Of course, regulation sometimes dictates you need to keep a lot of that stuff, and various de-duplication and compression technologies can help to manage the volume. But let’s not pretend that all of the office files, email messages, multi-media email attachments, social media chatter, scans of things that have been transcribed into a structured form, and so on, can all be considered valuable business assets.
The business value per Mb of data stored is often minuscule compared to traditional structured data sources, and when you throw noisy or bloated external feeds into the mix (that some organisations are starting to capture and process) the ‘value density’ is even lower.
It’s therefore unsurprising that in a recent study on advanced data management, the majority of the 502 respondents participating confirmed that the value of their corporate data was still very much concentrated in structured data stores such as relational database management systems:
Furthermore, when we asked how this was changing, about one in five indicated a steady shift towards value residing in unstructured data, but approximately the same number said there was a similar shift in the opposite direction. Very few indicated a dramatic change in emphasis, and overall the dynamics were neutral, i.e. the above picture is not changing significantly.

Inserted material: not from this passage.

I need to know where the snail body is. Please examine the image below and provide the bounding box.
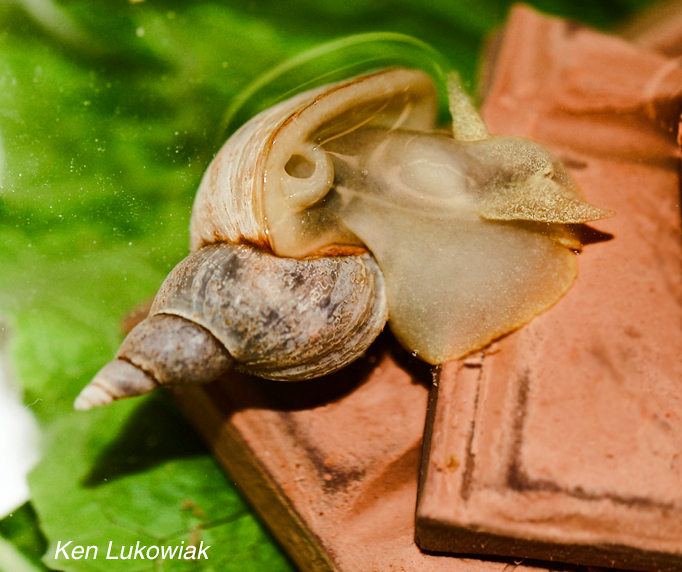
[76,69,612,409]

So does that mean that it’s all about maintaining the status quo?
No. The one thing that’s clear is that volumes of data of all kinds are increasing – with structured growing almost as fast as unstructured. This is significant in terms of physical data management, and also because many organisations already struggle to exploit their existing information.

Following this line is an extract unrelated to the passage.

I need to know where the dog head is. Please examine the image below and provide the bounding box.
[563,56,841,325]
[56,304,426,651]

Let’s return to the role of traditional and emerging technologies. While knowledge of newer and more specialist solutions is still limited in the IT professional community, there is a general acknowledgement that all options have their place.
Distributed/scale-out architectures can allow the proverbial needle to be found in the haystack, and elusive correlations to be spotted in very large data sets, all in ways that would previously have been impossible or prohibitively expensive. Meanwhile, in-memory technology can be used to allow on-the-fly analysis against fast moving data, and switch previously batch-based operations to online interactive mode.
But none of this diminishes the role of either general purpose or high performance RDBMS configurations:
So, fear not if you are a relational architect or DBA – your skills will still be required, despite what you might hear from the ‘big data’ and ‘NoSQL’ crowd.
Having said this, it’s going to be critical to get all of this stuff working together effectively as newer solutions start to enter the mainstream. It might therefore be worth all you RDBMS specialists out there extending your reach and apply your hard core data management skills elsewhere, especially as advocates of the new world order can sometimes be a bit naïve (warning: potentially offensive language behind this link).